Chi potrebbe invece aumentare la propria partecipazione al programma è il Giappone, che attualmente prevede di acquistare 42 F-35 A. Qualche giorno fa, Nikkei Asian Review ha rivelato la volontà del governo di Tokyo di predisporre l’acquisto di altri 100 velivoli, sia nella versione A che in quella B, a decollo corto e atterraggio verticale. Quest’ultima verrebbe impiegata (eventualità che è ancora in fase di studio) sui due cacciatorpediniere porta-elicotteri di classe Izumo, punta di lancia della flotta giapponese, considerati essenziali nel contrasto alla crescente assertività di Pechino nel Mar cinese orientale e nella disputa sulle isole Senkaku. L’acquisto di altri F-35 metterebbe però in difficoltà il progetto di un ibrido tra F-35 e F-22 per cui Tokyo ha chiesto informazioni a Lockheed Martin con l’obiettivo di sostituire la flotta attuale di intercettori, gli F-2 di Mitsubishi (programma indigeno basato sull’F-16 di Lockheed) e gli F-15J (evoluzione giapponese dell’F-15 Eagle). Il tutto, non occorre dirlo, si basa sull’intenzione giapponese di modernizzare il complesso della propria difesa, dando forte impulso al budget per il settore.

TEST PER IL SISTEMA AEGIS

Infine, per il costruttore Lockheed Martin è arrivata oggi la notizia su un altro importante prodotto. Un test sull’ultima evoluzione del combat system Aegis ha permesso di intercettare e ingaggiare con successo un missile balistico a raggio intermedio nello spazio.
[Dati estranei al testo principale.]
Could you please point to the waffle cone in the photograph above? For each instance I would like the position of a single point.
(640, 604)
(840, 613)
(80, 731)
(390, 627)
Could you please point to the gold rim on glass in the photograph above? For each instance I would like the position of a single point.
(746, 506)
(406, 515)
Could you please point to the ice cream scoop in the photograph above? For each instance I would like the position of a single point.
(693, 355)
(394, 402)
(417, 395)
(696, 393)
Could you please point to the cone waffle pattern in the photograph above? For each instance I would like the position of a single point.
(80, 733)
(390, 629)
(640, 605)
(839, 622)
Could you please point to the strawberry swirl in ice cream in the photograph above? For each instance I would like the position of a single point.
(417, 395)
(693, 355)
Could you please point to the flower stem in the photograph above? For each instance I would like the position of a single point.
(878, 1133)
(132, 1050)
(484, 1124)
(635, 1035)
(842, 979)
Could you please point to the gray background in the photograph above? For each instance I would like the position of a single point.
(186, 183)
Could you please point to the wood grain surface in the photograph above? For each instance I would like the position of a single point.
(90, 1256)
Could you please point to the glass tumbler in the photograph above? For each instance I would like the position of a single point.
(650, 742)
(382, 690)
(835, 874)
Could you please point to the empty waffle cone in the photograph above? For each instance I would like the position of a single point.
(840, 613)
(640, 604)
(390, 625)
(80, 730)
La novità del test, condotto dalla Marina Usa e dall’Agenzia di difesa missilistica (Mda), consiste nel fatto che l’intercettore, partito dal sistema Aegis Ashore alle Hawaii, ha seguito e colpito l’obiettivo grazie al tracciamento offerto da un sistema basato a terra a grande distanza dal sito di lancio. “L’ingaggio – spiega la Mda – ha sfruttato un’architettura di comando e controllo basata su spazio, aria e spazio, collegata dalla suite C2bmc (Command and control, battle management and communications) del sistema di difesa missilistica balistica”. La possibilità di utilizzare dati da sensori remoti aumenterebbe l’efficacia del sistema, compreso quello dispiegato in Romania (con annessa insofferenza russa) e quello ancora in fase di dispiegamento in Polonia (con altra abbondante insofferenza russa).